Using 3D Cameras for autonomous disinfection in healthcare
Automation in healthcare using spatial mapping and positional tracking features from 3D Stereo cameras
Covid-19 presented employers with a simple choice: find ways for workers to do their jobs safely or shut down. The efforts are representative of a broader shift amid the pandemic towards automation, artificial intelligence, and autonomous robots.“City Robotics along with ZED, the Stereolabs’ 3D sensors, is doing just that!“
Robots to the rescue
ROBOTS were envisioned as a literary device by the writers and filmmakers of the early 20th century where they had this medium of exploring their hopes and fears about technology, as the era of the automobile, telephone and aircrafts picked up its reckless jazz-age speed. Various depictions of the robots from Isaac Asimov’s “I, Robot” to “WALL-E” and the “Terminator” films, and countless iterations in between, they have succeeded admirably in their task.
The fourth industrial revolution, consisting of autonomous robotics and computing, moves from science fiction and R&D to real-life deployments. Enabled by vast increases in computing capacity, burgeoning data harvested through powerful algorithms embedded in digital platforms, advanced material developments, and urban connectivity — the capability of machines is expanding across all facets of the economy and throughout everyday life.
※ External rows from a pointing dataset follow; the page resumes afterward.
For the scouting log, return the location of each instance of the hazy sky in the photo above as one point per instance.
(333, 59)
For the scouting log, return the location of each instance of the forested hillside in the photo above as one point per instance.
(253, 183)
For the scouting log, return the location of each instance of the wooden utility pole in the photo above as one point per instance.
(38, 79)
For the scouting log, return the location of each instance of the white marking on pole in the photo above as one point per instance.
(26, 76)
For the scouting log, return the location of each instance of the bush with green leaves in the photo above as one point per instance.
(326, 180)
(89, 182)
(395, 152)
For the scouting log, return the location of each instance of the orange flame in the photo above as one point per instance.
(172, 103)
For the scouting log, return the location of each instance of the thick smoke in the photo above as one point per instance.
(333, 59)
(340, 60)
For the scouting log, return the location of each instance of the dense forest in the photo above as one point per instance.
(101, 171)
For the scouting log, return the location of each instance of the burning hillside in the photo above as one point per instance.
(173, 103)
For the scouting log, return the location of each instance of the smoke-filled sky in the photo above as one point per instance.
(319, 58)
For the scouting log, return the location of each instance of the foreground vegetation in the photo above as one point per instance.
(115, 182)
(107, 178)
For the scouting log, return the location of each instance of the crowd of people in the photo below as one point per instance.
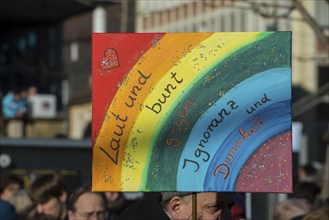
(47, 197)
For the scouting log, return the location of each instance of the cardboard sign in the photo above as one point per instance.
(192, 112)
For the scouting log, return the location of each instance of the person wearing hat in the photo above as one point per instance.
(178, 205)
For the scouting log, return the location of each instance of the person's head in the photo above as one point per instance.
(24, 206)
(179, 205)
(86, 205)
(49, 193)
(10, 185)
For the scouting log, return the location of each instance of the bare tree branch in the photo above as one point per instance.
(312, 23)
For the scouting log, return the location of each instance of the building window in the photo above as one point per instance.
(74, 51)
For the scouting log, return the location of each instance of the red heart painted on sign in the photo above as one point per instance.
(110, 60)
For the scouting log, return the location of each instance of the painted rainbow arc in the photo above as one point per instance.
(174, 137)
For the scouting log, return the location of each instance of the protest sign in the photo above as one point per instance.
(192, 112)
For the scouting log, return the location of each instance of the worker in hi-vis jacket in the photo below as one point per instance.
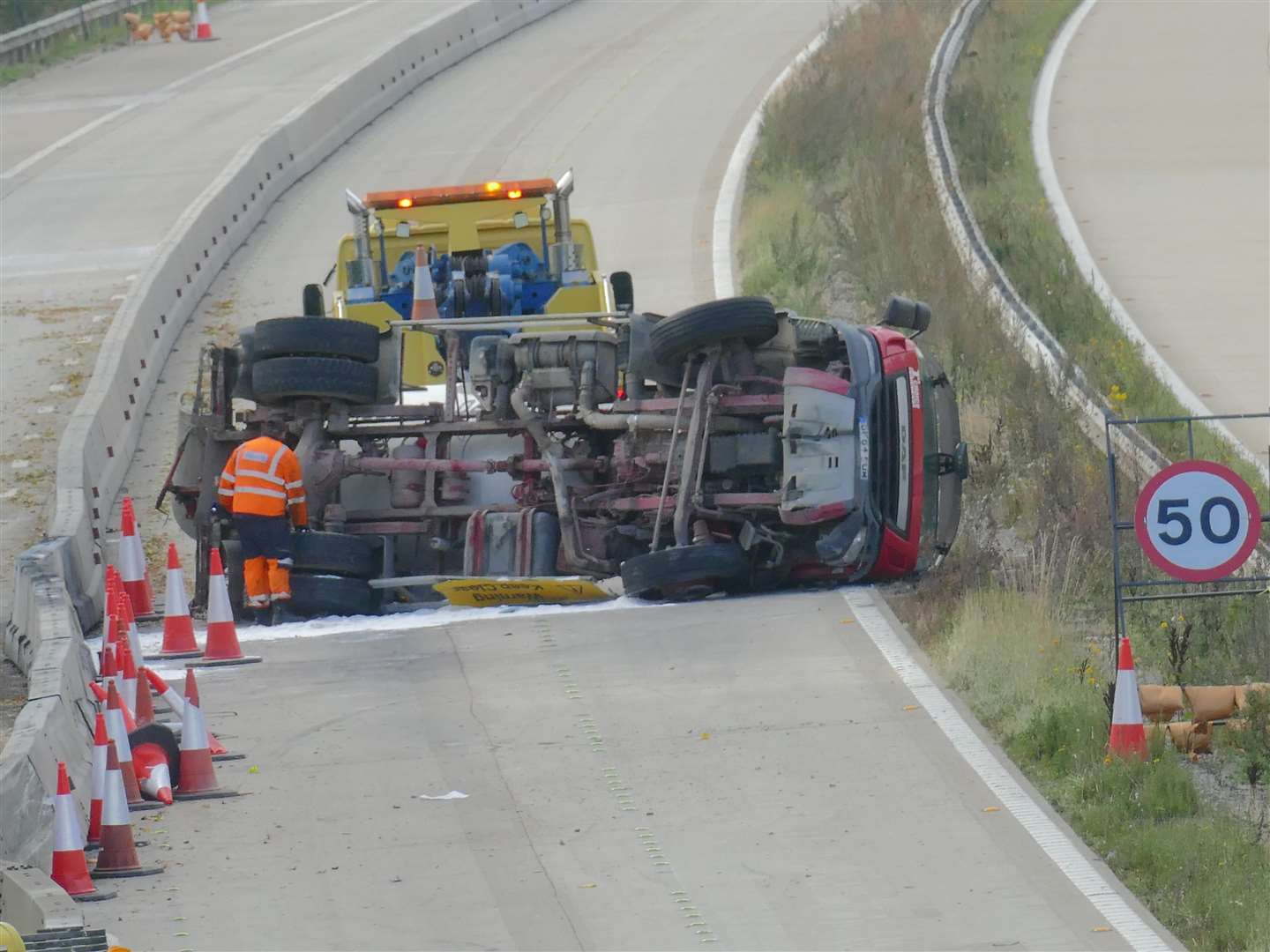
(263, 487)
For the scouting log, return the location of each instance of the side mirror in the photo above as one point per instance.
(314, 301)
(907, 315)
(624, 291)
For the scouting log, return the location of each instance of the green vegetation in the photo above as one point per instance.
(93, 38)
(840, 213)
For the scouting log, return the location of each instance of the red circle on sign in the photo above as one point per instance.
(1159, 559)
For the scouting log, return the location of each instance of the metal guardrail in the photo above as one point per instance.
(26, 42)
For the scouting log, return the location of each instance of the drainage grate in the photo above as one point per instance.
(78, 940)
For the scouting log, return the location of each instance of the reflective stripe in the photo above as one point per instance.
(254, 492)
(277, 458)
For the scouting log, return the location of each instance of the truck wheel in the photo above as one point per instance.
(331, 377)
(333, 553)
(752, 319)
(317, 337)
(686, 573)
(318, 596)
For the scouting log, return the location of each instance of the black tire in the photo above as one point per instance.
(752, 319)
(317, 337)
(312, 301)
(233, 553)
(324, 377)
(333, 554)
(686, 573)
(318, 596)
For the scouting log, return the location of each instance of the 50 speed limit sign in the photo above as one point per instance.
(1198, 521)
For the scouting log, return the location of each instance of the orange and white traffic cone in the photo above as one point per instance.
(424, 305)
(117, 854)
(129, 677)
(155, 755)
(118, 734)
(101, 698)
(145, 707)
(70, 865)
(178, 706)
(202, 26)
(178, 628)
(221, 646)
(94, 809)
(197, 772)
(1128, 735)
(132, 562)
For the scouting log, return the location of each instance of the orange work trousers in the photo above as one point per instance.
(265, 582)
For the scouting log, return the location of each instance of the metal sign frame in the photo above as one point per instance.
(1168, 589)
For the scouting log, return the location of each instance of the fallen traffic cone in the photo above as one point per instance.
(94, 809)
(156, 755)
(101, 698)
(1128, 735)
(118, 852)
(129, 672)
(70, 865)
(197, 772)
(178, 706)
(118, 734)
(178, 628)
(132, 562)
(424, 306)
(221, 646)
(202, 26)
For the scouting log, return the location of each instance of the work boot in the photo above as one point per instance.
(282, 614)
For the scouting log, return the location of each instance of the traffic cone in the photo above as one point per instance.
(118, 852)
(131, 632)
(197, 772)
(101, 697)
(129, 675)
(178, 706)
(70, 865)
(155, 755)
(202, 26)
(178, 628)
(118, 734)
(132, 562)
(94, 809)
(145, 706)
(221, 646)
(424, 306)
(1128, 735)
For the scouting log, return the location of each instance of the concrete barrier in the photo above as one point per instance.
(58, 582)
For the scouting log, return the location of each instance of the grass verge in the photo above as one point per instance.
(94, 38)
(840, 212)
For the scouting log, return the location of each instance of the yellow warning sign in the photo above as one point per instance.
(519, 591)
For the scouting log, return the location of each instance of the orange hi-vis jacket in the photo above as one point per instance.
(263, 478)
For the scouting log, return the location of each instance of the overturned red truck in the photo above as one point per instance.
(728, 447)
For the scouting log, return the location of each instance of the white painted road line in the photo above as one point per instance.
(1047, 834)
(170, 88)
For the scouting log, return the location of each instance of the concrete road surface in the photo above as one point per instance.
(98, 159)
(739, 775)
(1161, 138)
A robot approaches an empty hospital room that a COVID patient previously occupied. The robot is “Robo-UV” from City Robotics, and it is scanning the length and breadth of the room using a 3D stereovision sensor from Stereolabs. After a pause for thought, it moves around the room, for disinfecting the room from viruses, bacteria’s and other pathogens using UVC radiation, which destroys the outer protein coating of the SARS novel coronavirus. Not only SARS, but the robot is also capable of disinfecting the room of other pathogens looming around in the air, making it safe and secure.
City Robotics has already deployed these robots in a few hospitals in Poland. Robo-UV reduces human efforts and increases the hospital staff’s safety and patients by scanning the room, creating a 3D map of the environment using the ZED sensors, and then navigating the space to optimize the targeted doses of the UV-C disinfection lights.
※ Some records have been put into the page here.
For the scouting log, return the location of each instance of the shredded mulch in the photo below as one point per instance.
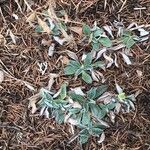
(21, 130)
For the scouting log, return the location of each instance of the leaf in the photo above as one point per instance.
(44, 25)
(86, 77)
(105, 41)
(1, 76)
(100, 90)
(84, 136)
(102, 138)
(86, 29)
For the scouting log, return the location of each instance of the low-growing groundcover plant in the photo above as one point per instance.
(88, 110)
(85, 69)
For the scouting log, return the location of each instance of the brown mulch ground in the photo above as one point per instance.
(19, 129)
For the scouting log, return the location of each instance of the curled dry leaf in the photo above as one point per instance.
(77, 30)
(1, 76)
(44, 25)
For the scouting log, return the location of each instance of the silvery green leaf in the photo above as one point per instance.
(119, 89)
(126, 58)
(109, 30)
(102, 138)
(51, 50)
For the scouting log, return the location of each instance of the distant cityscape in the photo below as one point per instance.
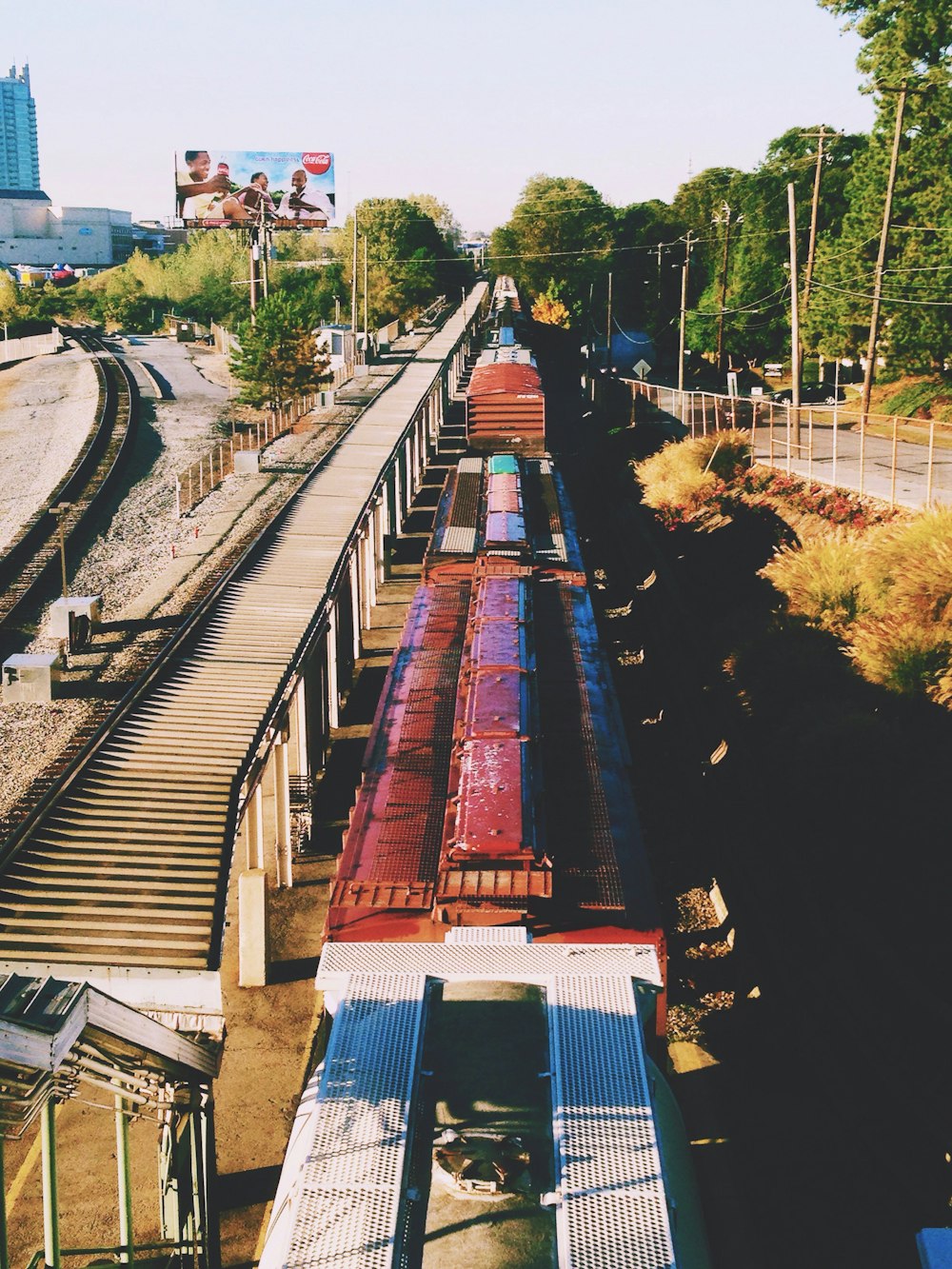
(41, 240)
The Robo-UV Robot is an autonomous, flexible, and module-built disinfection robot. The autonomous drive system means that the cleaning personnel easily can call the robot via a tablet or phone. It will navigate to the desired position while the staff is doing the initial cleaning. After the initial cleaning, the robot is sent into the room, it is activated and the person can continue their planned work while disinfection is ongoing. After disinfection, the robot signals the personnel and it is ready to continue to a new room.
How does Robo-UV see?
The robot is embedded with a stereo sensor that replicates the functioning of human eyes, which enables the robot to generate a 3D map of the environment in real-time. Using neural depth sensing, the robot perceives its surroundings in 3D up to 20m distance, also recognizing and tracking the 3D objects in real-time. Unlike LIDAR or IR, the ZED camera is robust to changing light conditions and strong sunlight making it more powerful to be deployed in the challenging hospital environment.
The ZED camera when used with the Stereolabs’ SDK also has the ability to generate Depth maps of the environment. Depth maps captured by the ZED store a distance value (Z) for each pixel (X, Y) in the image, which can also be represented by a 3-D point cloud.
The Stereolabs spatial mapping is a module to perform a real-time 3D reconstruction. It aims to fuse the depth map iteratively using the motion tracking provided by SDK positional tracking. This module collects all information provided by the motion tracking module in a separate thread. It aims to understand the spatial configuration of the overall scene. It is able to detect if the camera has already seen a scene and then correct all cumulated drift by comparing the “known” position stored in spatial memory and the current position given by motion tracking.
Embedded with a comprehensive sensor stack within the camera consisting of the IMU, barometer, Temperature sensor, etc, the Stereo camera has the ability of positional tracking (the ability of the device to estimate its position relative to the world around it), which is used to track the movement of a camera or user in 3D space with six degrees of freedom (6DoF).
The positional tracking in the Stereolabs SDK is composed of 2 modules:
- The 1st module tracks the position and orientation of each frame and creates a spatial memory to understand the scene environment.
- The 2nd module is used to correct the drift inherent to positional tracking.
In addition to positional tracking, depth sensing, and spatial mapping, the Stereolabs’ SDK is also capable of object detection, which uses AI and neural networks to determine which objects are present in both the left and right images.
The Stereolabs SDK supports various integrations that can be interfaced with multiple third-party libraries and environments like OpenCV, ROS, Pytorch, Docker, Tensorflow, YOLO, Unity, Unreal, and many more.